Der Regen in deinem Zimmer - Roman
Selbst in der Schule, wenn ein Lehrer auf ihm herumhackt und irgendjemand mit verletzender Dreistigkeit losgrölt, habe ich ihn nie so gesehen. »Willst du, dass deine Zeichnungen auch eines Tages veröffentlicht werden?«, frage ich, froh über diese ungewohnte Reaktion. »So gut bin ich nicht.« Er greift nach dem Pulli und schlüpft hinein. »Wie willst du das wissen?« – »Man weiß, ob man gut ist oder nicht, so etwas weiß man einfach.« – »Ich finde, du bist gut.« Ich versuche überzeugend zu klingen. »Aber du hast meine Zeichnungen doch noch nie gesehen«, erwidert er belustigt. »Klar habe ich die gesehen, zumindest die, die du dem Kunstlehrer gezeigt hast.« – »Das hat nichts mit zeichnen zu tun, richtig zeichnen ist was anderes. Das, was ich mit in dieSchule gebracht habe, könntest du auch.« Ich pruste los. »Ich? Wenn ich so zeichnen könnte, wäre ich überglücklich. Dann wüsste ich wenigstens, das ich was könnte.« Er wirft mir die Zigaretten zu. »Hör doch auf«, sagt er grinsend, »du verzapfst vielleicht einen Scheiß.« Dann fügt er leise hinzu: »Und weißt noch nicht mal, was du willst.« Ich tue so, als hätte ich es nicht gehört und bleibe auf sicherem Terrain. »Wie auch immer, ich finde, du bist gut, und außerdem hat es Greci auch gesagt.« – »Na, wenn’s Greci gesagt hat, dann ist es ja gut«, sagt er sarkastisch. »Wieso?«, frage ich enttäuscht. »Der ist ein Loser, ein armer Wicht.« – »Und was hat das damit zu tun? Immerhin ist er der Einzige, der dich immer verteidigt.« – »Der ist eine arme Sau«, murmelt er bitter. »Und was lässt dich glauben, dass wir besser sind?
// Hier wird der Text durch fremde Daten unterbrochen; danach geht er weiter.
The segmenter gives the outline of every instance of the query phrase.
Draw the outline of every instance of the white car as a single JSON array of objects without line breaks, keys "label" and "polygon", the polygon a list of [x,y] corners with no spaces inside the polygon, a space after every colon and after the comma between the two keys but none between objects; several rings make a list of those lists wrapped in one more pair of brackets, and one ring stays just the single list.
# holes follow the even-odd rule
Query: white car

Wenn man nur halb so alt ist und in der Schule abhängt, hat man gut reden«, erwidere ich eisig und wundere mich über meine Schlagfertigkeit. »Ich finde nicht, dass Greci ein Loser ist, er hat nur das Pech, ein ernsthafter Mensch in einem Haufen von Witzfiguren zu sein.« Auf einmal bin ich enttäuscht von dem, was er über unseren Lehrer gesagt hat. So ein Arsch, denke ich und stehe wortlos auf.
Er steht ebenfalls auf und zieht sich die Jacke an. »Hast du Hunger?«, fragt er. »Lass uns was essen gehen.« Er lächelt ironisch. »Hinterher hat man doch immer Hunger, oder?« Ich funkele ihn vernichtend an. So ein Blödmann. Er knufft meinen Arm und grinst. »Komm schon, war nur ein Scherz. Du solltest nicht wegen jedem Mist sauer werden, das tut dir nicht gut.« – »Hört, hört!« Ich knuffe ihn zurück. Ich ziehe die Jacke an und tue so, als sei ich noch immer eingeschnappt. Als ich mit dem letzten Knopf fertig bin, nimmt er mich sanft beim Arm und schiebt mich aus dem Zimmer. Im Flur zieht er michan sich und gibt mir einen Kuss, vielleicht der linkische Versuch, den schlechten Witz wieder wettzumachen.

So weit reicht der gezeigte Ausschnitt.